La fiesta del regreso… Abrazos que resucitan:
La memoria del pasado permite intuir la realidad del futuro.
La de los israelitas en Guilgal fue apenas una comida: “panes ázimos y espigas fritas”. Pero panes y espigas eran ya “el fruto de la tierra” que Dios les había prometido. Y esa certeza, a aquella frugalidad de mesa austera le daba sabor a fiesta, aire de banquete.
Podemos acercarnos a aquella comunidad, todavía nómada, reunida por familias; podemos recitar con ella la bendición antes de aquella primera comida ritual; podemos imaginar el asombro por el descanso y la libertad alcanzados con la tierra, la música y la danza al gustar las primicias de un mundo nuevo: “Gustad y ved qué bueno es el Señor… Bendigo al Señor en todo momento, su alabanza está siempre en mi boca”.
El de la parábola evangélica fue un banquete como sólo puede disponerlo un padre feliz de encontrar a su hijo que estaba perdido, quién sabe si muerto.
El hijo regresa de lejos con una confesión y una súplica, preparadas desde el primer paso en el camino de vuelta a casa.

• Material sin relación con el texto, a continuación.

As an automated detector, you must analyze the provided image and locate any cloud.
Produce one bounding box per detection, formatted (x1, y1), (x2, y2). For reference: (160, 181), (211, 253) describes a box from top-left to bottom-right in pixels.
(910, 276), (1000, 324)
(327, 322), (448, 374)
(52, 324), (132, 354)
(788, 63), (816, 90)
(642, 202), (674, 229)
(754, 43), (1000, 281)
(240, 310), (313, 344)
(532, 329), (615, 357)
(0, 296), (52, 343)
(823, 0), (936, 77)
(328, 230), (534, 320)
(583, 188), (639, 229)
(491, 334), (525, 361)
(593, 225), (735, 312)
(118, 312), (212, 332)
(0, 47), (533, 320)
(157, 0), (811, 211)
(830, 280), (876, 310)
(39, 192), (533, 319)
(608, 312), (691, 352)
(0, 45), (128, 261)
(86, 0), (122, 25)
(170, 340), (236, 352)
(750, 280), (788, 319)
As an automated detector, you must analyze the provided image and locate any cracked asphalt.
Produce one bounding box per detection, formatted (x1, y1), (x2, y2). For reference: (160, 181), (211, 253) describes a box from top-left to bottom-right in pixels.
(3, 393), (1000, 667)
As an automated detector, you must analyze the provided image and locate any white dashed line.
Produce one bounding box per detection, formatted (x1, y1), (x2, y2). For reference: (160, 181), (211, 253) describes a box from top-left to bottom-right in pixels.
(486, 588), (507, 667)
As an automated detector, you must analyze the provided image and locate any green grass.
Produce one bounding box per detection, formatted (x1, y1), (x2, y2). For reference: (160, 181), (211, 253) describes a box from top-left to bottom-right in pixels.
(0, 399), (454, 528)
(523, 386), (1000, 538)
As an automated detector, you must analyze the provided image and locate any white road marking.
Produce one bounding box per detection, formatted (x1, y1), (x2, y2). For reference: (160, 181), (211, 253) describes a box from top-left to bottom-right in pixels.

El padre lo espera con una fiesta soñada desde que aquel hijo se le fue de casa y se le ocultó a la vista en el primer recodo del camino. La fiesta empieza en el corazón del padre cuando el hijo todavía estaba lejos, y es conmoción del corazón, y es danza de pies a la carrera, y es fundirse en un abrazo, y es una locura de besos. Luego será la gala y el banquete: “Sacad enseguida el mejor traje, y vestidlo; ponedle un anillo en la mano y sandalias en los pies; traed el ternero cebado y matadlo; celebremos un banquete; porque este hijo mío estaba muerto y ha revivido, estaba perdido y lo hemos encontrado”.
En aquel día de la parábola, incluso fuera de casa se oían música y baile. Y las viejas palabras del salmista habían adquirido un sentido nuevo: “Proclamad conmigo la grandeza del Señor, ensalcemos juntos su nombre. Y el estribillo repetía: “Gustad y ved qué bueno es el Señor”.
Ahora, Iglesia santa, que haces tu camino cuaresmal hacia la Pascua, ya puedes gustar anticipada en la eucaristía la fiesta que el Padre ha preparado para ti.
Revístete de Cristo, de la túnica mejor para el día de tu reconciliación, ponte el traje de gracia, de justicia, de santidad, de compasión, de ternura. Recibe el anillo de tu dignidad en la casa de Dios. Siéntate a la mesa del banquete que el amor del Padre ha preparado para ti.
Un día será la Pascua. Un día será el banquete del cielo. Un día las palabras del viejo estribillo serán un cántico eternamente nuevo: “Gustad y ved qué bueno es el Señor”.
Mientras tanto, aprendemos a abrazar como Dios nos abraza, y a resucitar con el abrazo a cuantos vienen de lejos.
Feliz domingo, Iglesia amada de Dios.